Batch ETL using Spark:

batch_df = spark.read.parquet("s3://raw-data/2024/")

hudi_options = {
'hoodie.table.name': 'events_hudi',
'hoodie.datasource.write.recordkey.field': 'event_id',
'hoodie.datasource.write.precombine.field': 'event_ts',
'hoodie.datasource.write.partitionpath.field': 'event_date',
'hoodie.datasource.write.operation': 'upsert',
'hoodie.datasource.write.table.type': 'COPY_ON_WRITE',
'hoodie.datasource.hive_sync.enable': 'true',
'hoodie.datasource.hive_sync.database': 'default',
'hoodie.datasource.hive_sync.table': 'events_hudi',
'hoodie.datasource.hive_sync.mode': 'glue'
}

batch_df.write.format("hudi") \
.options(**hudi_options) \
.mode("append") \
.save("s3://lake/events_hudi")

Ingesting Real-Time Data into Hudi

Stream data using Spark Structured Streaming:

stream_df = spark.readStream \
.format("kafka") \
.option("subscribe", "events") \
.option("startingOffsets", "earliest") \
.load()

parsed_df = stream_df.selectExpr("CAST(value AS STRING) as json_data") \
.select(from_json("json_data", schema).alias("data")) \
.select("data.*")

parsed_df.writeStream \
.format("hudi") \
.options(**hudi_options) \
.option("checkpointLocation", "s3://checkpoints/hudi/events") \
.outputMode("append") \
.start("s3://lake/events_hudi")

Real-time data flows into the same Hudi table as batch, with the ability to perform deduplication and incremental merges.
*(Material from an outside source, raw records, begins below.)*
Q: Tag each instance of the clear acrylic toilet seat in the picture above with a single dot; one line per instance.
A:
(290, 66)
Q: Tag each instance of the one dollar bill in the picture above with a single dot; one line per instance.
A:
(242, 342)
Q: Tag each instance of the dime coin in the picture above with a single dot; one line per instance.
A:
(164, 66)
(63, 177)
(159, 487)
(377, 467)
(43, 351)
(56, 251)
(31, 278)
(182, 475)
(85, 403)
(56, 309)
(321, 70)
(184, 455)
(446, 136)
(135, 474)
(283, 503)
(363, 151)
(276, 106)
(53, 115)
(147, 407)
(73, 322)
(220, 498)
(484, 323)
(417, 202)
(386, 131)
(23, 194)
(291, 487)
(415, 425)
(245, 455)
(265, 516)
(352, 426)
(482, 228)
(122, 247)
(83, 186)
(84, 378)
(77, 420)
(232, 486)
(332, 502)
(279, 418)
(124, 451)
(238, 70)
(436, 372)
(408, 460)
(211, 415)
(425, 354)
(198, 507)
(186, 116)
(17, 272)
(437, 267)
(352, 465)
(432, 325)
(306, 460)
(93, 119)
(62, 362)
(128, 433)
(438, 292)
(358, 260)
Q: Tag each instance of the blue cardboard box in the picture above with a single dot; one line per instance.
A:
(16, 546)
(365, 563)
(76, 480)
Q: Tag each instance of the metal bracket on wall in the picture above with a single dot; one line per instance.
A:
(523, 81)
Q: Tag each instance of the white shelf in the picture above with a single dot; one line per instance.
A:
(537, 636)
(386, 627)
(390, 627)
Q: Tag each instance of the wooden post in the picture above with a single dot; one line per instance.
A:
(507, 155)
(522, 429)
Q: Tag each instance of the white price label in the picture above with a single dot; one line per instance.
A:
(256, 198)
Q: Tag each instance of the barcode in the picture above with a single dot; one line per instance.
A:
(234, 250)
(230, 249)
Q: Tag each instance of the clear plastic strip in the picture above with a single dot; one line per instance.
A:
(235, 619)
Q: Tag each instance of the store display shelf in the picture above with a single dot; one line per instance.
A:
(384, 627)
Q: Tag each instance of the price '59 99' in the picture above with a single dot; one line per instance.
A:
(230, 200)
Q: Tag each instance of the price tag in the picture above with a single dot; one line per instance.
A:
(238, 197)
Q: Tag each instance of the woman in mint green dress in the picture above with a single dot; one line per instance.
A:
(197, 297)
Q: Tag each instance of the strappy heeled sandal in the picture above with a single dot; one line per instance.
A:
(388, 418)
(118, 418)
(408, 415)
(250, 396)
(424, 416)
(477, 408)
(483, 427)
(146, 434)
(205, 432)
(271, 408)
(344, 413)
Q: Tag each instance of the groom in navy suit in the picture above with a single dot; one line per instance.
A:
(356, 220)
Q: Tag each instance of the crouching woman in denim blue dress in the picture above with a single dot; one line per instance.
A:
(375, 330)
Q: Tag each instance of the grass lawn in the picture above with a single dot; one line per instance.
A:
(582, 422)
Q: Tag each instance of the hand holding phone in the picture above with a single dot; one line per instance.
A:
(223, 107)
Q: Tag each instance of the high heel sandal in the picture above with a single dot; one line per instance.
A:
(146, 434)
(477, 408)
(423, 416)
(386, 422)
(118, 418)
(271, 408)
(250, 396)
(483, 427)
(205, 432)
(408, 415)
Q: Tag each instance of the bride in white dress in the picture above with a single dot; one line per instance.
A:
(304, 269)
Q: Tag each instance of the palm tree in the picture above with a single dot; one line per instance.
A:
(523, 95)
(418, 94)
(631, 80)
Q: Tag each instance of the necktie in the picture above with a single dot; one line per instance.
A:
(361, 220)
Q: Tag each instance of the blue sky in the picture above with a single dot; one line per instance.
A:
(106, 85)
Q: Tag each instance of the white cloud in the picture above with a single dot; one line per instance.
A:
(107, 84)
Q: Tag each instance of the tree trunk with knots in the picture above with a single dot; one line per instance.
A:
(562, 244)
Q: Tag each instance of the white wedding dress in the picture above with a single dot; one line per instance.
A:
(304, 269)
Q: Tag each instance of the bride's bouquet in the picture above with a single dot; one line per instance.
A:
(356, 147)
Querying with Unified Serving Layer

Apache Hudi supports querying with:

  • Athena
  • Presto/Trino
  • Hive
  • Spark SQL

Example (Athena):

SELECT * FROM events_hudi
WHERE event_type = 'login'
AND _hoodie_commit_time > '20240410090000';

This allows downstream analytics to consume fresh data with transactional guarantees.


Incremental Processing in Lambda

To process only new data since last run:

begin_time = "20240410090000"

incremental_df = spark.read.format("hudi") \
.option("hoodie.datasource.query.type", "incremental") \
.option("hoodie.datasource.read.begin.instanttime", begin_time) \
.load("s3://lake/events_hudi")

Use cases:

  • Alerting systems
  • Aggregation windows
  • Data movement to Redshift, Snowflake, etc.

Managing Compaction and Clustering

Enable compaction for MOR tables:

hoodie.compact.inline=true
hoodie.compact.inline.max.delta.commits=10

Use clustering for better file layout and query performance:

hoodie.clustering.inline=true
hoodie.clustering.inline.max.commits=5

These ensure efficient performance even as the data grows.


Best Practices

  • Use precombine keys for deduplication (e.g., event_ts)
  • Tune compaction frequency for MOR tables
  • Use partitioning by date to reduce query scan cost
  • Leverage metadata table for faster file listing
  • Apply schema evolution settings to support dynamic fields

Conclusion

Apache Hudi simplifies the implementation of Lambda Architectures by providing a unified storage layer that supports both batch and streaming ingestion with real-time querying capabilities.

With Hudi, you can reduce operational complexity, improve consistency, and scale your lakehouse architecture to meet the demands of modern analytics — all while maintaining fault-tolerant, low-latency pipelines.

Embrace Hudi to unify your data lake, power real-time insights, and future-proof your data platform.